[Math] Infinite expected return time implies return probabilities tend to zero

markov chainsprobability theorystochastic-processes

For a Markov chain $X_n$ I want to prove that if
$$ \mathbb{E} (\min\{n \geq 1:X_n = i\}\mid X_0 = i) = \infty$$
(that is, if $i$ is transient or null recurrent), then
$$ p_{ii}^{(n)} \equiv \mathbb{P}(X_n = i \mid X_0 = i) \to 0 \quad \mathrm{as} \quad n \to \infty .$$
My intuition is that if the above expected value is infinite, then the probability that the first return to $i$ occurs at $n$ must decay relatively slowly with $n$, which means it's 'fairly likely' that the chain won't have returned to $i$ in the first $n$ steps. Hence the return probabilities are small. However, I can't turn this into a proof that they decay to zero. Please be as elementary as possible!


If $i$ is transient then the theorem is easy to prove. Transience is equivalent to the sum of the $p_{ii}^{(n)}$ being finite, which means they must tend to zero. The null recurrent case is proving more stubborn.

Best Answer

Here is one proof that I found in Section 1.8 of James Norris' Markov Chains. It's far more sophisticated than I thought would be necessary; if anybody has a more straightforward proof to offer it would be much appreciated.

Suppose $X_n$ is null recurrent. If it is periodic with period $d$, we can consider the aperiodic subchain $X_{dn}$ and prove that return probabilities for this chain tend to zero, thereby proving that all return probabilities tend to zero.

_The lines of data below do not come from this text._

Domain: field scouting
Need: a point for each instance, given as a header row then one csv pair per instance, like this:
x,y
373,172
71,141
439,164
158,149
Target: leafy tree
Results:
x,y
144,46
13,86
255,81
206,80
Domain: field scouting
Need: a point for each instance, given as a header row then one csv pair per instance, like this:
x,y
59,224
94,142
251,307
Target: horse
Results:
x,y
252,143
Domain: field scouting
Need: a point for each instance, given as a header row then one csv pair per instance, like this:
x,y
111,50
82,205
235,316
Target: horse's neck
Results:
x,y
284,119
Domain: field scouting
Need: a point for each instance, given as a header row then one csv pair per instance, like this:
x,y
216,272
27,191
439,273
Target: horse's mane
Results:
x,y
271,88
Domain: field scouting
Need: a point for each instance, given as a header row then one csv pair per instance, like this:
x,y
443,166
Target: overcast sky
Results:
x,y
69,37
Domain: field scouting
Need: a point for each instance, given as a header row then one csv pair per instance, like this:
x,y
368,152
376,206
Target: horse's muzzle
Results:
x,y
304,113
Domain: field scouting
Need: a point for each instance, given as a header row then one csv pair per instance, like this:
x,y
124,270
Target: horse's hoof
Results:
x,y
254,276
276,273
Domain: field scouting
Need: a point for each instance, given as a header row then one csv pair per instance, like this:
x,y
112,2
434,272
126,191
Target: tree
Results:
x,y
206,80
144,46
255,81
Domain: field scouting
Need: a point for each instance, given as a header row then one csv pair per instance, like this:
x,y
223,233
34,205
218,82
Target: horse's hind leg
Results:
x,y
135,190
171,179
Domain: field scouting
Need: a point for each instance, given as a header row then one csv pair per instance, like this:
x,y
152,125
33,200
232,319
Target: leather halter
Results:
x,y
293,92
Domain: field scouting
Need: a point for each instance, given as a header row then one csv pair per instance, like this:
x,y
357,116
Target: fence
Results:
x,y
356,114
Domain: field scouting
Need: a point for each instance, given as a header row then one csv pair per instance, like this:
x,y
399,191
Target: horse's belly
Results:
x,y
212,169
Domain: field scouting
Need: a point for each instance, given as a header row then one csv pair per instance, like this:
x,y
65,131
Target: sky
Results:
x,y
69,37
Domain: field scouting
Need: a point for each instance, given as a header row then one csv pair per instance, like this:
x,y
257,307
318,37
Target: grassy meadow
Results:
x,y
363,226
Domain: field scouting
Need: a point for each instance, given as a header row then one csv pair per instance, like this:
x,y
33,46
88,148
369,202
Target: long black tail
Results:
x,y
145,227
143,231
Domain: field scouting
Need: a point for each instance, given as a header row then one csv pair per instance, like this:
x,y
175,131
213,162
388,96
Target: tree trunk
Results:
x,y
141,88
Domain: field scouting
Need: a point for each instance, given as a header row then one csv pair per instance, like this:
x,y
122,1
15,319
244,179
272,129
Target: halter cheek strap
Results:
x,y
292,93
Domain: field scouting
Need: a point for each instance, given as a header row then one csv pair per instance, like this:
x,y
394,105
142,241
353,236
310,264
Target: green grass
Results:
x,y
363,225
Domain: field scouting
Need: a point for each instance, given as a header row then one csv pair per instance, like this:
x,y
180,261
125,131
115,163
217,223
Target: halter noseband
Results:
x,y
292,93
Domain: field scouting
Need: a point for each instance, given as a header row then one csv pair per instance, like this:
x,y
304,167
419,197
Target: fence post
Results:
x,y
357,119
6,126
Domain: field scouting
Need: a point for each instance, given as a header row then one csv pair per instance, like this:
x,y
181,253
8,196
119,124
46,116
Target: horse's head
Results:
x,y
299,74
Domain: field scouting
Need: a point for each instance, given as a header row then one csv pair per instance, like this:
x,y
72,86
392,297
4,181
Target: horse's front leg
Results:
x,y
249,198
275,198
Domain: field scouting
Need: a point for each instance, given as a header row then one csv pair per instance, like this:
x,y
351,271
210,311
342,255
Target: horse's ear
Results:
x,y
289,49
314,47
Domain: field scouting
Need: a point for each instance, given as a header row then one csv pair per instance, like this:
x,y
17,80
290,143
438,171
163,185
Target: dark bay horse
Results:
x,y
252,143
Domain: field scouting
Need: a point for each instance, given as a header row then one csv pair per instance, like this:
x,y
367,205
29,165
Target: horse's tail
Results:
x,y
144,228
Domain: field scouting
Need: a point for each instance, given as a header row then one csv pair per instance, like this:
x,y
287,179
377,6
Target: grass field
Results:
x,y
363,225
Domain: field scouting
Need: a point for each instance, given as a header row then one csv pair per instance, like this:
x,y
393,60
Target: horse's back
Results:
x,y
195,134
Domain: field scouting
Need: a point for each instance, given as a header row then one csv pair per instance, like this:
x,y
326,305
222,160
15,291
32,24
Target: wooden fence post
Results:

Hence assume the chain is aperiodic.

Let $T_j$ be the first return time to state $j$. We know that $$ \infty = \sum_{k = 0}^\infty k \,\mathbb{P}_j(T_j = k) = \sum_{k = 0}^\infty \mathbb{P}_j(T_j > k) \,.$$ Given $\varepsilon > 0$ choose $K$ such that $$ \sum_{k=0}^K \mathbb{P}_j(T_j > k) \geq \frac{1}{\varepsilon} \,.$$ Then, for $n \geq K$, $$ \begin{align}1 &\geq \sum_{k =n-K}^n\mathbb{P}(X_k = j, X_m \neq j \;\text{for}\; m=k+1,\ldots,n) \\ &= \sum_{k =n-K}^n \mathbb{P}(X_k = j)\mathbb{P}_j(T_j > n - k) \\ &=\sum_{k =0}^K \mathbb{P}(X_{n-k} = j)\mathbb{P}_j(T_j > k)\,.\end{align}$$ Hence we must have $\mathbb{P}_j(X_{n-k} = j)\leq \varepsilon$ for some $k = 0,1,\ldots,K$.

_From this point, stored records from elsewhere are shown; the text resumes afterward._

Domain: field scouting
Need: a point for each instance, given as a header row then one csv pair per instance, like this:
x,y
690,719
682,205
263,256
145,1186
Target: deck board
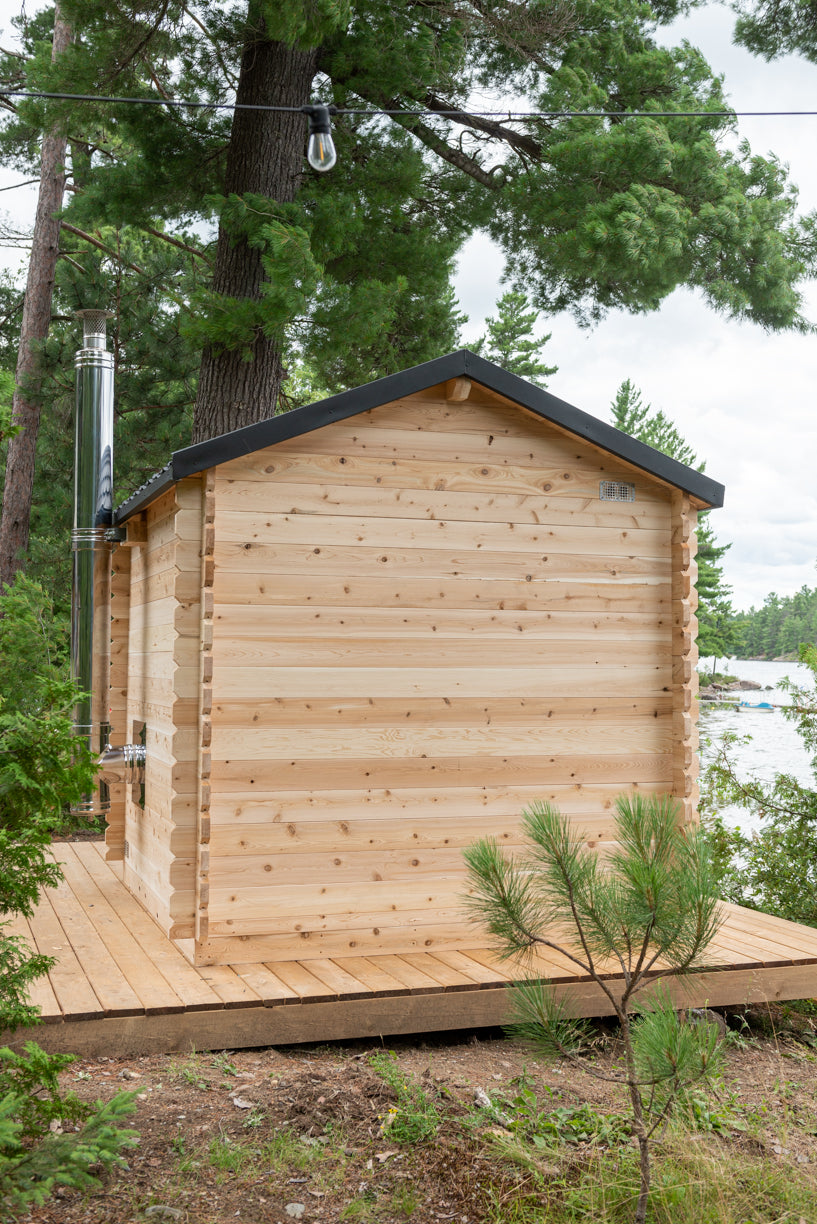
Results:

Now we make a coupling argument. Let $Y_n$ be a chain with the same transition probabilities as $X_n$ and an initial distribution to be defined later. The chain $W_n = (X_n,Y_n)$ is irreducible by virtue of the aperiodicity of $X_n$. If $W_n$ is transient then by setting $X_n$ and $Y_n$ to have the same initial distribution we can easily show that return probabilities tend to zero.

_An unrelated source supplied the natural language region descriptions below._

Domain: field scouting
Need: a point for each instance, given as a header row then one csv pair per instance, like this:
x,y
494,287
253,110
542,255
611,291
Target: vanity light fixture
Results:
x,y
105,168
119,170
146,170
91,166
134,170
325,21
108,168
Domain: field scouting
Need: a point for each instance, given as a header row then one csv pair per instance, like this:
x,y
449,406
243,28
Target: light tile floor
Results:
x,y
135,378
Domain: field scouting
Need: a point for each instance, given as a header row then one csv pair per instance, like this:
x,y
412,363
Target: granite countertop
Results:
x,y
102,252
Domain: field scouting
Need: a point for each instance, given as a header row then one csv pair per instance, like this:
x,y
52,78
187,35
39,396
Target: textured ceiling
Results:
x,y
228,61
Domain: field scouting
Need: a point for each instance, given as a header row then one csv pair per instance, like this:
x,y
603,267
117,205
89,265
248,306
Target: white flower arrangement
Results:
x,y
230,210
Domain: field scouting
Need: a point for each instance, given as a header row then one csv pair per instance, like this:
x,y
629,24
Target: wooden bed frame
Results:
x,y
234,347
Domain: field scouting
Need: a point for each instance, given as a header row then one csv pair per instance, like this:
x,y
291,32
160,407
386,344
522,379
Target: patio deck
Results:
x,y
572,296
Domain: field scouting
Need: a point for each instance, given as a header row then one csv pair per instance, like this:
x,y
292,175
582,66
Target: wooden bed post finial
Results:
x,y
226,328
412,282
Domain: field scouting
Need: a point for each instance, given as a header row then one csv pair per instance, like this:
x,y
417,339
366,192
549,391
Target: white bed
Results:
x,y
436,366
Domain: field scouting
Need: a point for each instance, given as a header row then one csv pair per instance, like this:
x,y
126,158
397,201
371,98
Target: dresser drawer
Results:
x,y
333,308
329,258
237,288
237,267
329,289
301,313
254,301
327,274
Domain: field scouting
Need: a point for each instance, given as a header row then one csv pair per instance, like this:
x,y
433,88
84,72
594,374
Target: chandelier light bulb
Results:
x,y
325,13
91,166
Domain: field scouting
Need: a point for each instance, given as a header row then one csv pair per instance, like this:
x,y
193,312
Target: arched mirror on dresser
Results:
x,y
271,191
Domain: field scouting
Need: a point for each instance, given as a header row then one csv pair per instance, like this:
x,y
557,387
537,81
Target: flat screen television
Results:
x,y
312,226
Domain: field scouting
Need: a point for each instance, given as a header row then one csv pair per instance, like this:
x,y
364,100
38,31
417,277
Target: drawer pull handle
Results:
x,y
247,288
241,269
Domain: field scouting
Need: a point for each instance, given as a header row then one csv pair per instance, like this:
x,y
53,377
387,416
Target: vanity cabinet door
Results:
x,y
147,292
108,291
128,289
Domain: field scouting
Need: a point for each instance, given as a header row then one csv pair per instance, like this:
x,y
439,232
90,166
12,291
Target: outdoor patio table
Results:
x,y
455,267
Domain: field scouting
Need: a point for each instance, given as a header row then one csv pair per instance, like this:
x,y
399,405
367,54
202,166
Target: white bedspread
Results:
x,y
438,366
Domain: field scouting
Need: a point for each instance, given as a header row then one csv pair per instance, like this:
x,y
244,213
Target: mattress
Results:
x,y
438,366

So assume that $W_n$ is recurrent. But an irreducible recurrent chain explores all states with unit probability, so the two chains $X_n$ and $Y_n$ meet almost surely. Set $Z_n$ to equal $X_n$ before the two chains meet (at $n = T$, say) and $Y_n$ thereafter. Then $X_n$ and $Z_n$ have the same distribution so $$\begin{align}|\mathbb{P}(X_n = j) - \mathbb{P}(Y_n = j)| &= |\mathbb{P}(Z_n = j) - \mathbb{P}(Y_n = j)| \\ &=|\mathbb{P}(X_n = j, n < T) - \mathbb{P}(Y_n = j, n < T)| \\ & \leq \mathbb{P}(n < T) \to 0 \,. \end{align} $$ Hence the two chains $X_n$ and $Y_n$ have converging return probabilities. Now we just need to exploit the fact that we are free to choose the initial distribution for $Y_n$. If $X_n$ has initial distribution $\lambda$ let $Y_n$ have initial distribution $\lambda P^k$ for $k = 1,\ldots,K$, so that $\mathbb{P}(Y_n = j) = \mathbb{P}(X_{n+k} = j)$. Since the two chains have convergent probabilities, we can find $N$ such that for $n \geq N$ and $k=1,\ldots,K$, $$ | \mathbb{P}(X_n = j) - \mathbb{P}(X_{n+k} = j)| \leq \varepsilon \,.$$ Finally, we know from before that in any interval of length $K$ there is some $k$ such that $\mathbb{P}(X_k = j) \leq \varepsilon$, and hence $$ \mathbb{P}(X_n = j) \leq 2 \varepsilon \,.$$ Since $\varepsilon > 0$ was arbitrary we have proved the result.